As alterações climáticas têm algo de semelhante às epidemias: o chamado efeito boomerang. A atenção política e mediática oscila entre a extrema preocupação e a quase total indiferença consoante os problemas sejam ou não palpáveis. Durante cheias, ondas extremas de calor ou perante surtos de vírus ou bactérias, os esforços juntam-se e há a promessa de que tudo será feito para que as lições sejam aprendidas. Mais ainda quando a danos patrimoniais acrescem doenças, mortes ou outras privações da vida quotidiana.
Mas, passados os tempos mais difíceis, o compromisso com a mudança, com a sustentabilidade e com o evitar os erros do passado dá lugar à inércia.

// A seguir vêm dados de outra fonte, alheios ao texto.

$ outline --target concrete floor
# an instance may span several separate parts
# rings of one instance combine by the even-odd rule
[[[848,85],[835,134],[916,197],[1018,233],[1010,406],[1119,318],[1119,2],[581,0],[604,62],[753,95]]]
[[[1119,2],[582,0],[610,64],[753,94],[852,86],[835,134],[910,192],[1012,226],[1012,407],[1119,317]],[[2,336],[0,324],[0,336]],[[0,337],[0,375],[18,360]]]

Pouco muda face às promessas feitas e o que causou o problema, em grande medida, mantém-se. Uma vez passado o sufoco, a questão é atirada para trás das costas como se desconhecesse que regressará, mais cedo ou mais tarde, de forma exatamente igual ou com diferenças, e, talvez, a um ritmo mais intenso.
Aconteceu com a Covid-19. Durante meses a fio a preocupação foi com as zoonoses, o motivo de existirem e de se propagarem de forma tão rápida pelo globo. Como que por magia, parece que desapareceram. Só que não: existem e espera-se pela próxima, com impacto na vida coletiva para que as mudanças necessárias voltem a ser discutidas. Preparação e aprendizagem? Pouca ou nenhuma perante o que se viveu.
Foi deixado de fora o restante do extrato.